Quando l'Agnello aprì il settimo sigillo, nel cielo si fece un silenzio di circa mezz'ora e vidi i sette angeli che stavano dinnanzi a Dio e furono loro date sette trombe
Il classico di Ingmar Bergman debuttava nei cinema 55 anni fa.
Caposaldo di rappresentazione epica, Il settimo sigillo è antesignano del genere «fantasy medievale» grazie a immagini divenute iconiche fotografate nel meraviglioso bianconero di Gunnar Fischer, storico collaboratore del maestro svedese. In patria, il film (cui titolo originale è Det sjunde inseglet) non incontrò il favore della critica, ma all’estero rappresentò la vera consacrazione di Bergman vincitore del Premio Speciale della Giuria al Festival di Cannes.
La Trama
Nella Svezia funestata dalla peste nera, il crociato Antonius Block (interpretato da Max Von Sydow) s’imbatte nella Morte (che ha il volto di Bengt Ekerot) e decide di sfidarla a scacchi, giocandosi la sua stessa vita. Nel corso di questa partita itinerante, il cavaliere (accompagnato dallo scudiero Jöns) incontrerà saltimbanchi, menestrelli e una ragazza condannata al rogo perché accusata di stregoneria.
La genesi del film
Il Settimo Sigillo nasce dall’idea di trasformare la pièce teatrale Pittura su legno - che lo stesso Bergman aveva scritto per i suoi allievi all'Accademia di Malmö - in un film. L'autore disse che, nella stesura del testo, fu ispirato dalla musica di Carmina Burana composta da Carl Orff, in particolare dal coro finale, nell’esecuzione di Ferenc Fricsay.
Le influenze artistiche e cinematografiche
L’iconografia si rifà a 6000 stili pittorici contemplati nelle chiese medievali dal cineasta scandinavo. Bergman riprende la Morte che gioca a scacchi da un affresco di Albertus Pictor, nella chiesa di Täby a Stoccolma. I saltimbanchi sono ispirati all’omonimo dipinto di Picasso del 1905. Mentre, l’armatura di Antonius Block rievoca l’incisione di Albrecht Dürer del 1513 Il cavaliere, la morte, il diavolo. Figlio del cinema espressionista tedesco, Il Settimo Sigillo riprende elementi da film come il Faust (1926) di Murnau, Von morgens bis mitternachts (1920) di Karlheinz Martin e Dies Irae (1943) di Dreyer.

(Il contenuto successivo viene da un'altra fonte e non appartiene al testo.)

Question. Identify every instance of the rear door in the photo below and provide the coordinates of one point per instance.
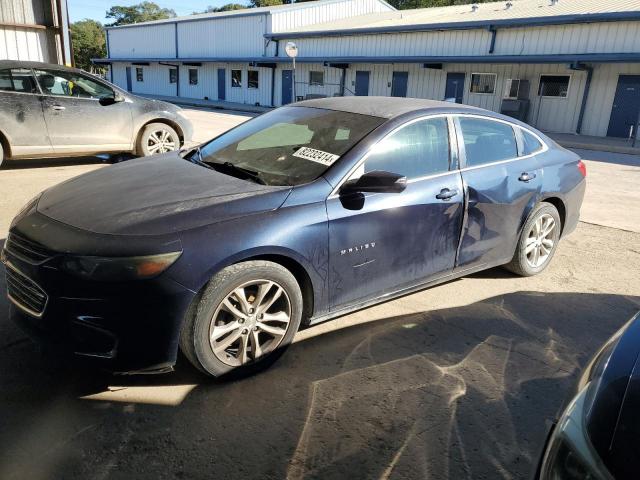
(500, 188)
(380, 243)
(76, 120)
(21, 117)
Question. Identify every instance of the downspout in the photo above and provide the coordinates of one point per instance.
(585, 97)
(494, 33)
(273, 76)
(175, 30)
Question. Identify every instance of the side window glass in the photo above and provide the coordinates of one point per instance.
(487, 141)
(71, 84)
(418, 149)
(530, 144)
(17, 80)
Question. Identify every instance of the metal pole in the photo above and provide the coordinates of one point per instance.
(294, 80)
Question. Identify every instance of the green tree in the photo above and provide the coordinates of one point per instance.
(142, 12)
(224, 8)
(87, 39)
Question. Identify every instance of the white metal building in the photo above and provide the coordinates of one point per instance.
(35, 30)
(566, 65)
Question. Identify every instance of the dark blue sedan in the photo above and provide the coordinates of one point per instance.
(305, 213)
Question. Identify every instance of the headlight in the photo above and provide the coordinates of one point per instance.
(119, 269)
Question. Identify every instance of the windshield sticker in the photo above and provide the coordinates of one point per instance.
(317, 156)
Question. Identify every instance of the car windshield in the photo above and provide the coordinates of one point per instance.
(288, 146)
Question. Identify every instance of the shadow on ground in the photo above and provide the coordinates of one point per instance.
(463, 392)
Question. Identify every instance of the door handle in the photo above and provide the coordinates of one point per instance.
(445, 194)
(526, 176)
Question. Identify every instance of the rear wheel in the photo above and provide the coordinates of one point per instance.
(245, 318)
(538, 241)
(157, 138)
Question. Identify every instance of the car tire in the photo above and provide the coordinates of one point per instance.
(250, 303)
(538, 241)
(157, 138)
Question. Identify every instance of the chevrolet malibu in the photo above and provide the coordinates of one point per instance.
(300, 215)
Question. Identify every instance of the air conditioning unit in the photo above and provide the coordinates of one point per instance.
(516, 89)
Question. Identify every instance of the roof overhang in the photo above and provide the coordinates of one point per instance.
(470, 25)
(515, 59)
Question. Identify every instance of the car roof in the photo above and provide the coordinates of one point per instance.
(23, 64)
(389, 107)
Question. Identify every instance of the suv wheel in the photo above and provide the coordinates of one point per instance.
(157, 138)
(538, 241)
(246, 317)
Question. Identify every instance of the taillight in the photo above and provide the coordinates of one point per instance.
(582, 167)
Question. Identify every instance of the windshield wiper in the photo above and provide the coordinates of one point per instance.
(252, 174)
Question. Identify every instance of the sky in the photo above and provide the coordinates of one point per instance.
(95, 9)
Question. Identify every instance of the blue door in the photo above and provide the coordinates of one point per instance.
(222, 83)
(399, 84)
(362, 83)
(626, 107)
(455, 86)
(128, 79)
(287, 86)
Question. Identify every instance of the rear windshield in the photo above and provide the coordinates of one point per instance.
(290, 145)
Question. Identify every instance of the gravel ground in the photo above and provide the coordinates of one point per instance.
(458, 381)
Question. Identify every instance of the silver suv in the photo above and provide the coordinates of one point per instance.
(53, 111)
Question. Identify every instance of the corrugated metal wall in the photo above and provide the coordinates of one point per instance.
(322, 13)
(228, 37)
(156, 41)
(27, 43)
(603, 89)
(616, 37)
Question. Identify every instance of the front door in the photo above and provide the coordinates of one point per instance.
(500, 187)
(287, 86)
(399, 84)
(222, 83)
(129, 87)
(625, 114)
(362, 83)
(455, 86)
(381, 243)
(21, 117)
(76, 120)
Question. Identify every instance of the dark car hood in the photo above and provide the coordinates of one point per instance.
(155, 195)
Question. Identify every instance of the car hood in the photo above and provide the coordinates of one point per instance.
(154, 196)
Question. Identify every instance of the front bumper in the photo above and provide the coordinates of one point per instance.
(123, 327)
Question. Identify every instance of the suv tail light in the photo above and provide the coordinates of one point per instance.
(582, 167)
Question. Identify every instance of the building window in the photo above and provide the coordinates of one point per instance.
(193, 76)
(483, 83)
(554, 85)
(252, 78)
(316, 78)
(236, 78)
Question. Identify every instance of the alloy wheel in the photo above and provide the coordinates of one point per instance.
(161, 141)
(250, 322)
(540, 240)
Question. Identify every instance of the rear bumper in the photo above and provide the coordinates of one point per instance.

Il settimo sigillo è debitore a Il carretto fantasma (1921) di Victor Sjöström, regista svedese - tra naturalismo ed espressionismo - che diverrà famoso come attore ne Il posto delle fragole dello stesso Bergman
La partita a scacchi con la morte
Il regista si avvale degli scacchi come metafora della continua lotta tra l’uomo e la morte. La paura dell’ineluttabile viene, dunque, esorcizzata in un match. Tuttavia, la tecnica di gioco della partita a scacchi più celeberrima della storia del cinema è, pressoché, dilettantesca. Il contenuto scacchistico delle memorabili sequenze filmiche, infatti, non tiene il passo con la caratura della pellicola.
Le tematiche religiose
Figlio di un pastore luterano, Bergman ha citato i sermoni di suo padre come maggiore influenza per Il settimo sigillo. Ossessionato dai temi universali dell'esistenza, il maestro scandinavo affronta nelle sue opere la religione dal punto di vista laico. Il settimo sigillo è un film religioso, fin dal titolo. Il settimo sigillo è infatti l'ultimo di quelli che, secondo il libro Apocalisse di Giovanni, chiudono la Bibbia. Rompere il settimo sigillo significa poter rispondere alla domanda di tutte le domande: «Cosa c’è dopo la morte?». Secondo l'Apocalisse, solo Cristo, il figlio di Dio, può rompere quei sigilli. Bergman lo sa ed è per questo che pone solo quesiti senza dare risposte, come non potrebbe essere altrimenti. I dubbi di Bergman sono quelli di tutti gli uomini, fatta forse eccezione per coloro che sono dotati di fede.